LXXII. September Notes

Previous

Did you ever stop (slap!) to consider the mosquito? Did it ever occur to you that if a boy had an appetite in proportion to his size like that of a mosquito (slap!) he would eat a whole ox at a meal? Perhaps you think a mosquito too small a thing to occupy your thoughts. If so (slap!) you have another guess coming. Until science made a few epoch-making discoveries the mosquito prevented some of the mightiest works. Because it carries the germs of yellow fever it delayed the building of the Panama canal for years and increased the cost of all kinds of public works. By carrying the germs of malaria and giving people the ague it made the clearing of many parts of Canada doubly hard. (Slap! slap!) And this year it is a temper-rousing, sleep-destroying pest. With every cow-track full of water it has breeding places everywhere and you can hear its hum wherever you go. (Slap! Missed again!) Even though we have screens on the windows and doors we cannot keep them out of the house because they come in riding on people's backs while waiting for a chance to bite. And did you ever consider how naturally mean the mosquito is? Not content with driving its beak into a fellow it injects a poison and possibly some disease germs. Of all created things the mosquito is about the most useless and irritating. Its snarling hum—(Slap! Whoop! Got him that time and now I can talk about something else.)


About the first sign of fall is to have the cattle get into new fields. During the earlier months they are confined to the pasture but as the crops are taken off they are allowed a wider range. As soon as they find a new field open to them they rush into it as eagerly as if they were getting into mischief and do not rest until they have wandered to every corner.

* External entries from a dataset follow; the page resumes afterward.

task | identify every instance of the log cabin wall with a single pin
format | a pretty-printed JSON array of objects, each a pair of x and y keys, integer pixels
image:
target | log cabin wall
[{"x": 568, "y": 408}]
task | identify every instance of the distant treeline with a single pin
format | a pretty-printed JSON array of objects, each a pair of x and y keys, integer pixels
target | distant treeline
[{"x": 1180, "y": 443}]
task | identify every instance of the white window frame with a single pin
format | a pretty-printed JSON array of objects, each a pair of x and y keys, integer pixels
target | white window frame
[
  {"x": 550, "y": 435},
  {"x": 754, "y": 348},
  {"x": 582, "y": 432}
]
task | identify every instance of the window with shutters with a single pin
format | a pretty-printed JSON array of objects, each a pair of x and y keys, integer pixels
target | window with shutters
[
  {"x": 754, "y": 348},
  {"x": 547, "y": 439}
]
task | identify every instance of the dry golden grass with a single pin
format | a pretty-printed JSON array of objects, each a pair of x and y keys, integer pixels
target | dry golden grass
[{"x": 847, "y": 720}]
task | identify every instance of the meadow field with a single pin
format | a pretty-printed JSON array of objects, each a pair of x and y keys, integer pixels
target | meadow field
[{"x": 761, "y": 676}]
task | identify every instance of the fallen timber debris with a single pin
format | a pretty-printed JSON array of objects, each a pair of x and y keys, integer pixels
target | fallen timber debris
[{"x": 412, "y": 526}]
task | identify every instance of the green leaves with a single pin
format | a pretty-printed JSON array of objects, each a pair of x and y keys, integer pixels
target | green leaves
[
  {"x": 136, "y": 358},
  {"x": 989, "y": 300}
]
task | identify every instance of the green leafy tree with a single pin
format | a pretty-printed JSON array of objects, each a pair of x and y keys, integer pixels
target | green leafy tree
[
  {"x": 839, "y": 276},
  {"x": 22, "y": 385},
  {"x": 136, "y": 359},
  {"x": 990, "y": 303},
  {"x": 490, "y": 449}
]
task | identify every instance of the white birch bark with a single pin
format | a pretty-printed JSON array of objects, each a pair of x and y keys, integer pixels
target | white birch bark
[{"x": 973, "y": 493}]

Even though the new field may offer them many bits of good pasture they do not stop to eat them but go around the fences and poke their heads through wires to get what they can from the adjoining field. The pasture they have never seems to satisfy them. It is the pasture in the other field that interests them. In this they are very human. But giving them a wider range makes the chore of bringing them home at milking time more important and this summer I undertook to train Sheppy to the work with a rather peculiar result. As he is a pure-bred sheep dog he always goes to the farthest off in the bunch as soon as he is sent after them. This is usually enough to start the herd towards the barn and as soon as he has started them I call him off so that he walks quietly behind them. When the cattle became used to being brought home by Sheppy they apparently learned something. The dog is usually wandering away somewhere with the children and when I need him I have to whistle for him. During the past couple of weeks as soon as I began to whistle for Sheppy the cows started for the barn. Now I can get them home whether the dog is around or not simply by whistling. All of which goes to show that old Fenceviewer I. and her progeny are not like other cows.